Por Leonardo Padrón
Este 20 de mayo del 2018 en
Venezuela va a triunfar el fracaso. Una paradoja mortal. La tristeza nacional
adquirirá un nuevo punto de inflexión. Tal vez ni siquiera haya que esperar al
calculado pudor de la medianoche para constatarlo. Esa tristeza se convertirá
en tatuaje. La marca absurda de nuestro destino más inmediato. Una
desembocadura que nunca pensamos merecer. Las elecciones presidenciales convocadas
por la dictadura, de forma anticipada e ilegítima, son la muestra más palpable
de nuestro fracaso como generación. No hay atenuantes posibles. Todo parece
vertiginosamente inútil.
La estrategia de la abstención finaliza al pronunciar
la palabra. La herramienta del voto fue desmantelada de sentido real. Es un
espejismo. Un hueco que espera nuestra caída. Deambulamos sobre los escombros
de nuestra incapacidad colectiva. No supimos reaccionar asertivamente ante la
voracidad delictiva en curso. Todos los venezolanos hemos sido arrasados por la
peste del chavismo. Todos. Incluso los que bailan la danza de la fantástica
corrupción. Porque el óxido de la pesadilla igual los va a alcanzar.
Fracasamos en urdir la única
estrategia que nos exigía la circunstancia: unirnos. En esta muchedumbre de
treinta millones de almas, son más los elementos que nos unen que los que nos
separan: la desgracia, la rabia y el dolor, por citar tres asuntos unánimes,
por ejemplo. La crisis terminal de todas nuestras instancias como nación. No
supimos convertir el hambre, la corrupción y la violencia en un solo hilo para
coser nuestras diferencias.

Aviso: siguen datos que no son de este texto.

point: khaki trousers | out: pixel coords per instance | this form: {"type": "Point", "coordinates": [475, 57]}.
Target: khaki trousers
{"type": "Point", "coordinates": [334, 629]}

Lo creo firmemente: bastaba con unirnos para
cancelar la pesadilla. Suena simplista pero hubiera sido demoledor.
Nuestros líderes fallaron ruidosamente.
Se devoraron entre sí y triunfó la pequeñez política. Luego de tantos muertos,
presos y tanto exilio en carne viva no supimos ir más allá. Trascender las
derrotas precedentes. Nos tragó el vahído de nuestro propio desconcierto.
Nicolás Maduro, el peor candidato del mundo, compite contra dos candidatos
inadvertidos. Tan súbitos que solo pueden haber sido concebidos por el propio
chavismo o los dictados torpes de la egolatría. Henry Falcón nunca
hubiera ganado unas primarias entre los candidatos naturales de la oposición.
Javier Bertucci muestra un desconcertante 15% en las encuestas, que ni siquiera
Maria Corina Machado, que ha dejado el alma en el camino, pudiera ostentar
limpiamente. Que Bertucci y Falcón no hayan sabido colocarse en una misma página
para sumar porcentajes y robustecer una insalvable diferencia de votos parece
un diseño concebido por mentes maestras. Parecen nombres salidos de la misma
fábrica. Esa que ha concebido seis años más de dictadura para Venezuela.
El mal tiene sus genios. Y hoy
despachan desde una oficina llamada Venezuela. Pero que esto no suene a
epitafio. A pesar de su luctuosa melodía. Es un reclamo en voz alta y rabiosa
contra nosotros mismos. Ha ganado el establishment criminal. Y
también la tristeza. Ella otra vez. Ya Tibisay Lucena debe haber redactado el
obituario final a la democracia venezolana. Aunque ni eso. Bastaba con reciclar
una vieja cuartilla que nació en una remota medianoche de nuestro primer
fracaso. Y repetirla una vez más. Total, ya conocemos el duelo que le sigue. Es
un viejo sendero. El deja vu de nuestra desdicha. Se hace
imprescindible un colosal mea culpa que nos devuelva un poco de
dignidad para recomenzar. Porque debemos evitar a toda costa el cáncer de la
resignación. Vendrá el duelo, y quizás su mucho de estampida. Pero jamás la
resignación. Por favor.
Bien lo escribió Rafael
Cadenas, nuestro poeta mayor: “Fracaso, lenguaje del fondo, pista de otro
espacio más exigente, difícil de entreleer es tu letra”.